Forkast.Insights | What does it mean?
The U.S. economy has been showing remarkable resilience, even in the face of interest rate hikes that usually temper demand, borrowing, and investment. For an impressive 33 months in a row, job creation has been on the rise, adding 14.4 million new positions. As a testament to this strength, the unemployment rate has consistently stayed below the 4% mark for 20 straight months, a feat last seen more than 50 years ago. However, unemployment did record a marginal rise from 3.4% to 3.8% between April and September of this year.
According to the Bureau of Labor Statistics’ latest data, there’s now a record number of employed people in the U.S., reaching 161.6 million. That is compared to the 6.4 million eligible people who are currently unemployed. However, despite 9.6 million job vacancies in the country, the Federal Reserve projects the unemployment rate may inch up to 4.1% next year, in part due to the central bank’s cycle of rate hikes throughout the past year.
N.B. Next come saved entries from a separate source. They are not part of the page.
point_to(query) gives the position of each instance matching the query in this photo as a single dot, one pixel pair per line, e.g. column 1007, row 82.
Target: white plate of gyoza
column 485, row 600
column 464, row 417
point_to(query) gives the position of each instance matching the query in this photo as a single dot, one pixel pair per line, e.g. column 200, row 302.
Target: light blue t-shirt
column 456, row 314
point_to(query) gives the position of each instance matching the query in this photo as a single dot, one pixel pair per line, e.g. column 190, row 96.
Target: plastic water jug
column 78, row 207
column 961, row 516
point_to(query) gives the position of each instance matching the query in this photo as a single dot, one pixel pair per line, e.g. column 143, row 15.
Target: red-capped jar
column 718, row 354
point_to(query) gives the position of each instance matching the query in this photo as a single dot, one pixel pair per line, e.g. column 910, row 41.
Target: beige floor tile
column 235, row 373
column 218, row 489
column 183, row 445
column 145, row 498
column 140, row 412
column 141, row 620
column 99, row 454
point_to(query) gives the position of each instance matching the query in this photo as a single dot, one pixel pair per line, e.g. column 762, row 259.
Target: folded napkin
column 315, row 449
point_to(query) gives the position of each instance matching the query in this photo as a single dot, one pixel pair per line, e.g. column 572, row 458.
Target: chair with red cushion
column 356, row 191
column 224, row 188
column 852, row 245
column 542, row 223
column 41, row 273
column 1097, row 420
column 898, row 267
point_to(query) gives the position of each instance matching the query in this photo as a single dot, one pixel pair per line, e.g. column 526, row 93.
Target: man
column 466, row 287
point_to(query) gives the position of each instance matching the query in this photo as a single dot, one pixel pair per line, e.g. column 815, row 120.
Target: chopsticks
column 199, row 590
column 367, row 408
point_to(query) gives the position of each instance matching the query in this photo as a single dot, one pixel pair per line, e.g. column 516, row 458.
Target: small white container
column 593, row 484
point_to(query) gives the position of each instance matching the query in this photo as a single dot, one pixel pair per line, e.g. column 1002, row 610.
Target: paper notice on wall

While employment in the traditional economy has been overperforming, the same cannot be said for the cryptocurrency industry. The sector has been grappling with its own set of challenges, seeing numerous bankruptcies and a noticeable reduction in liquidity.
Bitcoin is often referred to as a form of “digital gold.” In its short history, it has already adopted the role of a safe haven during times of economic turbulence, such as the recent Covid-19 pandemic. If the broader U.S. job numbers remain high, the Fed may consider keeping interest rates higher for longer than planned. With looming uncertainties caused by U.S. monetary policy and geopolitical tensions, an increasing number of investors could now turn to Bitcoin as a protective measure.
However, as rates rise, borrowing becomes (or remains) pricier, potentially curbing the appetite for leveraged trading in the Bitcoin arena. It’s therefore crucial to remember that Bitcoin isn’t solely influenced by the U.S. economy. It’s a global player, and economic winds from other major economies like China and the EU could yet sway its trajectory.